If the three of us could just find some redneck girl from the Ukrainian team to whack one of us on the knee or the head with something original, like a yard stick, or a rolled up newspaper, that would be choice. And in front of a camera crew, even better. But it couldn't be too scripted. It would have to look spontaneous. There are just too many of those sentimental Olympic stories out there already. It's hard to compete for air time against a beautiful Romanian gymnast with a blind mother or a 139 pound multiple-world-champion Chinese female weightlifter who can snatch 250 pounds while simultaneously dealing with the emotional pain of a cancer stricken sister on her deathbed.

But even with the threesome and the fake-wood desk from Wal-Mart and the shiny black linoleum tiles and the porno and the gin and the Budweiser and the pool playing and the synchronized diving, I would still be bored. I think Cataclysmic and Calamitous would eventually leave me for some other boring words like "deserted, wet streets" and "patches of green, green grass covered with dew" and "dim streetlights" that "buzzed and crackled" in the night and then maybe Cataclysmic and Calamitous would get together with these words and make a sentence, or better yet a short story set in California in the 1960s involving poor and uneducated itinerant farmers enduring poverty and depression.
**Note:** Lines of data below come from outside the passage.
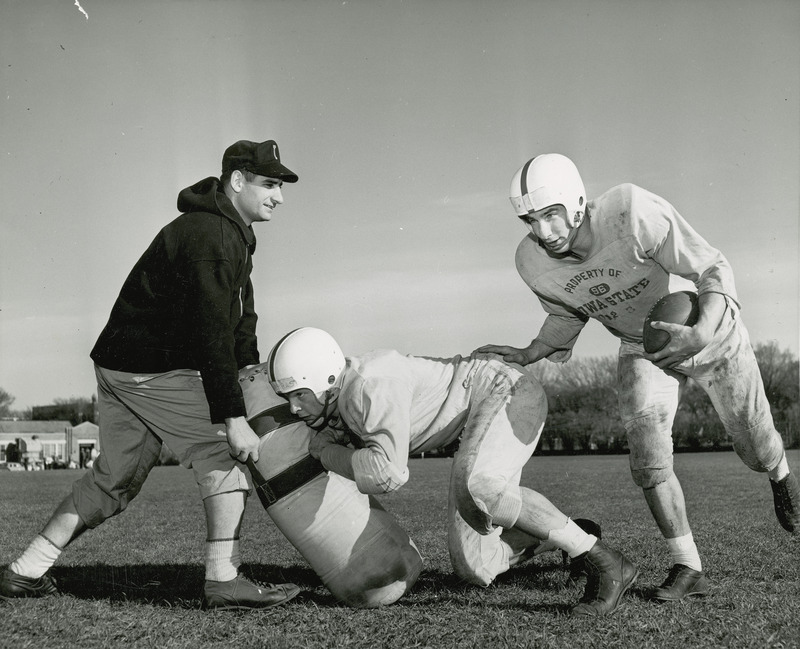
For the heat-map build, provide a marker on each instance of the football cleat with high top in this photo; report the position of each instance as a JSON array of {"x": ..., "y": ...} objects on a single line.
[
  {"x": 14, "y": 585},
  {"x": 609, "y": 576},
  {"x": 243, "y": 593},
  {"x": 786, "y": 495}
]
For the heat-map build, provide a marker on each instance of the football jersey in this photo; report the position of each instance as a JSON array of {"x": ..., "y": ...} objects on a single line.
[{"x": 637, "y": 240}]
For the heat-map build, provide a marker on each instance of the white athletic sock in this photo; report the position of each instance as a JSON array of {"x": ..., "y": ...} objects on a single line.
[
  {"x": 222, "y": 559},
  {"x": 781, "y": 471},
  {"x": 683, "y": 550},
  {"x": 572, "y": 539},
  {"x": 37, "y": 558}
]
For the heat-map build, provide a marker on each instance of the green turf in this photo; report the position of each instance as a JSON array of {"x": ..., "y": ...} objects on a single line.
[{"x": 136, "y": 580}]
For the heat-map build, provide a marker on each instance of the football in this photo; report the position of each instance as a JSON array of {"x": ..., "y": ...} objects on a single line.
[{"x": 677, "y": 308}]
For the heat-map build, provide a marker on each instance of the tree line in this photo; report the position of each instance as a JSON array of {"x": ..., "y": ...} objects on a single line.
[
  {"x": 582, "y": 404},
  {"x": 583, "y": 414}
]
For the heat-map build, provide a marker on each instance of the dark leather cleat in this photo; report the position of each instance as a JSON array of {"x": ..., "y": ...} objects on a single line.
[
  {"x": 786, "y": 495},
  {"x": 243, "y": 593},
  {"x": 576, "y": 566},
  {"x": 14, "y": 585},
  {"x": 609, "y": 576},
  {"x": 682, "y": 581}
]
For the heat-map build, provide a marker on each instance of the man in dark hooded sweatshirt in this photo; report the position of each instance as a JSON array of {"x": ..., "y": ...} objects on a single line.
[{"x": 167, "y": 368}]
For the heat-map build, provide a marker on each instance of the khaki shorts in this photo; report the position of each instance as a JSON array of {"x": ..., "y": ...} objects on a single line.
[{"x": 137, "y": 413}]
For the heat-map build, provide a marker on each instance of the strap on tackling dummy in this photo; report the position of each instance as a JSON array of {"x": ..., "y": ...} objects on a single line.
[
  {"x": 280, "y": 485},
  {"x": 290, "y": 479}
]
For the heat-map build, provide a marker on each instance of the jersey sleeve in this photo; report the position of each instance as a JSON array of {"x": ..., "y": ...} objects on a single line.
[
  {"x": 561, "y": 329},
  {"x": 671, "y": 242},
  {"x": 385, "y": 409}
]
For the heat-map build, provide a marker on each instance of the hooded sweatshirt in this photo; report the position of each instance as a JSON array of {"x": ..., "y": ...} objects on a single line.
[{"x": 188, "y": 302}]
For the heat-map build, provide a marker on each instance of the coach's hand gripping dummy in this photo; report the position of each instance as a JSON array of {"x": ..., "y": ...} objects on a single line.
[
  {"x": 392, "y": 405},
  {"x": 357, "y": 548},
  {"x": 611, "y": 259}
]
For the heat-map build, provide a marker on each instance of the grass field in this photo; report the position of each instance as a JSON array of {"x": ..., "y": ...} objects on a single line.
[{"x": 136, "y": 580}]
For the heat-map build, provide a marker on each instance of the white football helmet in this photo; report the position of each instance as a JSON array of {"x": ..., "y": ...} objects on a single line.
[
  {"x": 548, "y": 179},
  {"x": 305, "y": 358}
]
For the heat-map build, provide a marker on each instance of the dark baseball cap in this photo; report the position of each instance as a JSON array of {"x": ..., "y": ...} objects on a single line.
[{"x": 263, "y": 159}]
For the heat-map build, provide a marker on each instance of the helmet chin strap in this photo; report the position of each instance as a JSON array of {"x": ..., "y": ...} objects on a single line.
[{"x": 328, "y": 417}]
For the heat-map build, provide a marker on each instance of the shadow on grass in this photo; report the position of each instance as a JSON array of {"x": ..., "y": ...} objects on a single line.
[
  {"x": 169, "y": 585},
  {"x": 181, "y": 586}
]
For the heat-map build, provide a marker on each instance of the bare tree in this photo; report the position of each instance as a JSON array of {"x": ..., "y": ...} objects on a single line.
[{"x": 5, "y": 403}]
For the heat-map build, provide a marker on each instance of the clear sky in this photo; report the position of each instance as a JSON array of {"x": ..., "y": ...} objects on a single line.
[{"x": 405, "y": 121}]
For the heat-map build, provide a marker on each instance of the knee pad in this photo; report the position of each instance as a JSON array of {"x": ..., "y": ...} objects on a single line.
[
  {"x": 487, "y": 501},
  {"x": 650, "y": 445},
  {"x": 760, "y": 448},
  {"x": 649, "y": 477}
]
Maybe there could also be a grandmother and a social worker. Or maybe they could form a sentimental poem about teenage love in which they compared falling in love to drowning in the ocean or their lover to a giant wave slamming down on them or a rip tide slowly pulling them under. Maybe they could both drown together like two virgin lovers fated to never consummate their love; maybe I could stand on the shore of a secluded sandy beach and watch. Maybe at sunset the sky would alight with the color of their love and my feelings of boredom would be replaced by empathy and a melancholy sadness that would inspire me to greatness.

Or maybe I could just stay bored and drink Budweiser alone while I watch Cataclysmic and Calamitous compete without me. Maybe it would be better for the team if I just stayed home and went to bed early, which sounds like the most boring thing of all but has a certain appeal if preceded by at least four shots of Jack and followed by one strange sex dream in which I capture gold medals in both the shot put and the long jump. Then maybe a passionate if not slightly misguided Canadian from the equestrian team might run across the infield of the arena wearing nothing but a placard that said: WAR BAD. And that right there would make all my years of hard work and self-sacrifice worthwhile.